Read lines into array, one element per line using bash

22,905

Solution 1

TL;DR

In bash:

readarray -t arr2 < <(git … )
printf '%s\n' "${arr2[@]}"

There are two distinct problems on your question

  1. Shell splitting.
    When you did:

    arr1=($(git … ))
    

    the "command expansion" is unquoted, and so: it is subject to shell split and glob.

    The exactly see what that shell splitting do, use printf:

    $ printf '<%s>  '  $(echo word '"one simple sentence"')
    <word>  <"one>  <simple>  <sentence">
    

    That would be avoided by quoting:

    $ printf '<%s>  '  "$(echo word '"one simple sentence"')"
    <word "one simple sentence">
    

    But that, also, would avoid the splitting on newlines that you want.

  2. Pipe
    When you executed:

    git … | … | … | readarray arr2
    

    The array variable arr2 got set but it went away when the pipe (|) was closed.

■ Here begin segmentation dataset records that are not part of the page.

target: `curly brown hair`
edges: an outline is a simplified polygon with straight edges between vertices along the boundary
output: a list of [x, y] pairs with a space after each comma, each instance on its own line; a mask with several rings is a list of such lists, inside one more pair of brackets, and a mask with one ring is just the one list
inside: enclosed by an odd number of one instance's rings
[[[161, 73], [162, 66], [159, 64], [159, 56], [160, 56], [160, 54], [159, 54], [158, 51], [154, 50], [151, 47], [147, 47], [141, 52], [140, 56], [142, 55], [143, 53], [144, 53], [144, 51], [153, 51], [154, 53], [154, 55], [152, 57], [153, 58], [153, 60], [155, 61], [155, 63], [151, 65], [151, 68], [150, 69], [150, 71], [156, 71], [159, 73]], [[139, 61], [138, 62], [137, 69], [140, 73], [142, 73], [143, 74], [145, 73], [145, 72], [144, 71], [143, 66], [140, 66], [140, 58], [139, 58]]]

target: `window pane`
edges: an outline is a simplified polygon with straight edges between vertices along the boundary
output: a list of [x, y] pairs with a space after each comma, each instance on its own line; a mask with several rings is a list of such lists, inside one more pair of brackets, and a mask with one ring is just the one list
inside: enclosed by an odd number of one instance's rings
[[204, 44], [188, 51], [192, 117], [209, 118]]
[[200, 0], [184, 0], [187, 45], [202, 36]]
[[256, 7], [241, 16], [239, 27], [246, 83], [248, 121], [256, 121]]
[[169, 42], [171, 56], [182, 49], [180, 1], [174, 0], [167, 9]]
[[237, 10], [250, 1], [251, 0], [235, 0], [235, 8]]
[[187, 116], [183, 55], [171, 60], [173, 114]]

    You could use the value if you stay inside the last subshell:

    $ printf '%s\n' "First value." "Second value." | 
            { readarray -t arr2; printf '%s\n' "${arr2[@]}"; }
    First value.
    Second value.
    

    But the value of arr2 will not survive out of the pipe.

Solution(s)

You need to use read to split on newlines but not with a pipe.
From older to newer:

  1. Loop.
    For old shells without arrays (using positional arguments, the only quasi-array):

    set --
    while IFS='' read -r value; do
        set -- "$@" "$value"
    done <<-EOT
    $(printf '%s\n' "First value." "Second value.")
    EOT
    
    printf '%s\n' "$@"
    

    To set an array (ksh, zsh, bash)

    i=0; arr1=()
    while IFS='' read -r value; do
        arr1+=("$value")
    done <<-EOT
    $(printf '%s\n' "First value." "Second value.")
    EOT
    
    printf '%s\n' "${arr1[@]}"
    
  2. Here-string
    Instead of the here document (<<) we can use a here-string (<<<):

    i=0; arr1=()
    while IFS='' read -r value; do
        arr1+=("$value")
    done <<<"$(printf '%s\n' "First value." "Second value.")"
    
    printf '%s\n' "${arr1[@]}"
    
  3. Process substitution
    In shells that support it (ksh, zsh, bash) you can use <( … ) to replace the here-string:

    i=0; arr1=()
    while IFS='' read -r value; do
        arr1+=("$value")
    done < <(printf '%s\n' "First value." "Second value.")
    
    printf '%s\n' "${arr1[@]}"
    

    With differences: <( ) is able to emit NUL bytes while a here-string might remove (or emit a warning) the NULs. A here-string adds a trailing newline by default. There may be others AFAIK.

  4. readarray
    Use readarray in bash[a] (a.k.a mapfile) to avoid the loop:

    readarray -t arr2 < <(printf '%s\n' "First value." "Second value.")
    printf '%s\n' "${arr2[@]}"
    

[a]In ksh you will need to use read -A, which clears the variable before use, but needs some "magic" to split on newlines and read the whole input at once.

IFS=$'\n' read -d '' -A arr2 < <(printf '%s\n' "First value." "Second value.")

You will need to load a mapfile module in zsh to do something similar.

Solution 2

When you piped to readarray, you started a subshell which correctly populated an arr2 array, but then exited. Use process substitution as the input to readarray:

readarray -t arr2 < <(git ...)

Solution 3

You are close

This is a "file names with space character" problem.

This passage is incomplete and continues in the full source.